Hochwürdiger Meister,

würdige und geliebte Brüder,

 

Die Werkzeuge des Freimaurers sind…

 

natürlich rein symbolisch. Symbolische Werkzeuge sind vielfältiger als materielle, weil sie sich angepasst an die Situation neu interpretieren lassen.

Sie behalten im Fortgang der Grade nicht nur die eine anfängliche Bedeutung,

sondern können diese verändern oder neue dazu bekommen und ihre Bedeutung sogar ausdehnen.

 

Nehmen wir den Hammer. Er ist ein kraftvolles Werkzeug. Doch wie der Volksmund sagt: Wer als einziges Werkzeug einen Hammer besitzt, wird jedes Problem als Nagel begreifen.

 

Und so wird kein Bruder einen Hammer in die Hand nehmen, auf etwas in seiner Wohnung oder seinem Büro herumschlagen und dann behaupten, er arbeite freimaurerisch.

 

Der Hammer ist in der Ordens-Freimaurerei ein Gavel, ein Sitzungshammer.

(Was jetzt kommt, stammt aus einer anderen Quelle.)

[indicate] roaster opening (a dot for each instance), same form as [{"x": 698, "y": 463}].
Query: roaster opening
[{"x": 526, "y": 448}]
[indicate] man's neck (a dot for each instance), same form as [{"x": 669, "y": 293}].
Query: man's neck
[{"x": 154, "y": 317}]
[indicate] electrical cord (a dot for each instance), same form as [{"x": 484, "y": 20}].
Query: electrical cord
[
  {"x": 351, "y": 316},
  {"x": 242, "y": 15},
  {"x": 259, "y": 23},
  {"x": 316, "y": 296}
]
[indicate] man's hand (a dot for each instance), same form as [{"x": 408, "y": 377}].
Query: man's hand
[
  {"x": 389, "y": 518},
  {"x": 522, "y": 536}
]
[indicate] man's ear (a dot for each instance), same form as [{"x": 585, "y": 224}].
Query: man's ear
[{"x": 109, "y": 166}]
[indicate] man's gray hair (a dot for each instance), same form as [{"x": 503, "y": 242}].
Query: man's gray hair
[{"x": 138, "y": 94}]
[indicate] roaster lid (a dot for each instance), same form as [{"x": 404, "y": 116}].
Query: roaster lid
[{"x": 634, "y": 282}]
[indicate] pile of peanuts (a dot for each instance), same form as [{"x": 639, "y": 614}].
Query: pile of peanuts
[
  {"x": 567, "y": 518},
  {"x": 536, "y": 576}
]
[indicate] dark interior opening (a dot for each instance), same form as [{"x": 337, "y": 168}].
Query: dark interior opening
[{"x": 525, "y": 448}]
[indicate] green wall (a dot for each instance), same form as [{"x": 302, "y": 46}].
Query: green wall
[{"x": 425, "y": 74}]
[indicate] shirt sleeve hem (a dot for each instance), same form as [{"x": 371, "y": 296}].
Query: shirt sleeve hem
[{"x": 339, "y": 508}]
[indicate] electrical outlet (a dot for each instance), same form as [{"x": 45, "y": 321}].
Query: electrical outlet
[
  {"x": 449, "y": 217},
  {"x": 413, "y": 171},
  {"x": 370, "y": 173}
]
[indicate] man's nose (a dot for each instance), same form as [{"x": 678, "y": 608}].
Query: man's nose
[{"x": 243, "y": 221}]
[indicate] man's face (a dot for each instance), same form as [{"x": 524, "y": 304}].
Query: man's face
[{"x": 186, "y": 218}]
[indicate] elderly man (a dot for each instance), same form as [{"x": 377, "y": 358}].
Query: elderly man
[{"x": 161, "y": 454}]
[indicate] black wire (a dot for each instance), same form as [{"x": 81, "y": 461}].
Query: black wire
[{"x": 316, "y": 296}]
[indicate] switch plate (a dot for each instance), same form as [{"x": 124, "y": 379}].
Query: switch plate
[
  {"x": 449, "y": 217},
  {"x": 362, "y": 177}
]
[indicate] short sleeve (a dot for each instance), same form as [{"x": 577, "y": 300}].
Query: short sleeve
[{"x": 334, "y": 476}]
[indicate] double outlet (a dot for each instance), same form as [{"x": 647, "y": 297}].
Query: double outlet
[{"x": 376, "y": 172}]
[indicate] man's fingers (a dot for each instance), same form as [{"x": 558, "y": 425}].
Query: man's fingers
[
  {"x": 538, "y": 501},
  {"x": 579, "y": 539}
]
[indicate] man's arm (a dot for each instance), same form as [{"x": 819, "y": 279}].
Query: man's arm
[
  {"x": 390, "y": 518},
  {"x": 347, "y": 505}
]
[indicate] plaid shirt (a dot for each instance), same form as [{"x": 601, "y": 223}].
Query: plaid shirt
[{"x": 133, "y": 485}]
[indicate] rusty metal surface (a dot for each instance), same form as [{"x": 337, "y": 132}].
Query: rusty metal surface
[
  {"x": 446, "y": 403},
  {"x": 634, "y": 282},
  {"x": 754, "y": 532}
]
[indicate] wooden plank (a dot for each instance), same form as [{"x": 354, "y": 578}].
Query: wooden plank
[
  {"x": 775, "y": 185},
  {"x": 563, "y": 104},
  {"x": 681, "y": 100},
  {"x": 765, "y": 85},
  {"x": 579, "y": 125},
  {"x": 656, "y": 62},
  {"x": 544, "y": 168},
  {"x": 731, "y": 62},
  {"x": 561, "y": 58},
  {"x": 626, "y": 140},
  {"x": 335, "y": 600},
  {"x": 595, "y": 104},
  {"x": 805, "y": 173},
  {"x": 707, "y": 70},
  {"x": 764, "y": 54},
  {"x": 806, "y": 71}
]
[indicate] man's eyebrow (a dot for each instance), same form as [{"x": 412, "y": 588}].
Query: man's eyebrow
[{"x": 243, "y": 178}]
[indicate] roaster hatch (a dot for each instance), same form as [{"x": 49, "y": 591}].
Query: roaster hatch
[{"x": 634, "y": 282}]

Während die Brüder der Lehrart AfuAM einen Spitzhammer verwenden,

um die Ecken und alles Überflüssige von ihrem rauen Stein abzuschlagen,

hat der Hammer in der GLL eine ordnende Funktion.

 

Bruder Widmann sagt in seiner Concordanz von 1867: „Der Hammer (…) ist ein Symbol der befehlenden Macht, sowohl des Schöpfers und Regierers der Welt, als eines Herrn, Fürsten oder Meisters unter den Menschen, und als solches uralt. Er stellt das Kreuz (die aktive und passive Kraft) vor, durch dessen Kraft alle Ordnung in der Welt erhalten wird.“

 

Der Logenmeister ruft damit die Brüder zur Ordnung und auch die beiden Aufseher benutzen dieses ordnende Werkzeug. Doch der Hammerschlag des Logenmeisters ist machtvoller, denn er symbolisiert den Ordnungsruf des Dreifach Großen Baumeisters, das göttliche Gesetz. Diesem Gesetz müssen sich auch die ordnenden Kräfte von Verstand (1. Aufseher) und Gefühl (2. Aufseher) unterwerfen. Denn ohne Ausrichtung auf das göttliche Prinzip wären sie orientierungslos.

 

Wenn dieses Prinzip schon für die beiden Aufseher als hammerführende Beamte gilt, wie viel mehr muss es dann für die anderen Beamten und die Brüder im Tempel gelten?

 

Um herauszufinden, was das für den Alltag eines jeden von uns bedeutet,

möchte ich kurz auf meine Erörterung zu den Beamtenpositionen zurückkommen. Dabei habe ich ausgeführt, dass jeder Beamte über die rituelle Funktion hinaus noch mindestens eine weitere Funktion hat.

 

Dabei gehe ich davon aus, dass der Tempel im Logenhaus, ein materielles Abbild jenes Tempels ist, den jeder Bruder in seinem Innern bildet, also ein Abbild des Ortes ist, in dem der Göttliche Funke wohnt. Damit hat alles im Logentempel einen direkten Bezug zum Innenleben des Bruders.

 

Der Logenmeister symbolisiert den göttlichen Anteil,

der erste Aufseher den Verstand,

der zweite Aufseher das Gefühl,

der Zeremonienmeister Disziplin,

der Sekretär Gedächtnis und Erinnerungen,

der Schatzmeister Kondition und Gesundheit,

der Redner Selbstdarstellung und Kommunikation

und der Wachthabende hält die Konzentration aufrecht.

 

Wenn wir jeden Bruder als Abbild des materiellen Tempels im Logenhaus nehmen, kommen wir schnell dazu, dass alles was wir im Tempel tun,

eine Folge für das Leben des Bruders hat.

 

Wenn also alle Beamten ihre Arbeit an der Arbeit und dem Ordnungsruf des Logenmeister als Symbol des Dreifach Großen Baumeisters ausrichten,

kann das nur heißen, dass sich auch der Bruder bei seiner inneren Arbeit immer wieder auf den Dreifach Großen Baumeister ausrichten muss.

 

Doch wie macht man das?

Was heißt das im Alltag?

Konkreter:

Was für bedeutet das in Zeiten von Corona und der dadurch bedingten Vereinzelung?

 

PAUSE

 

Dazu stelle ich zunächst eine Prämisse auf: .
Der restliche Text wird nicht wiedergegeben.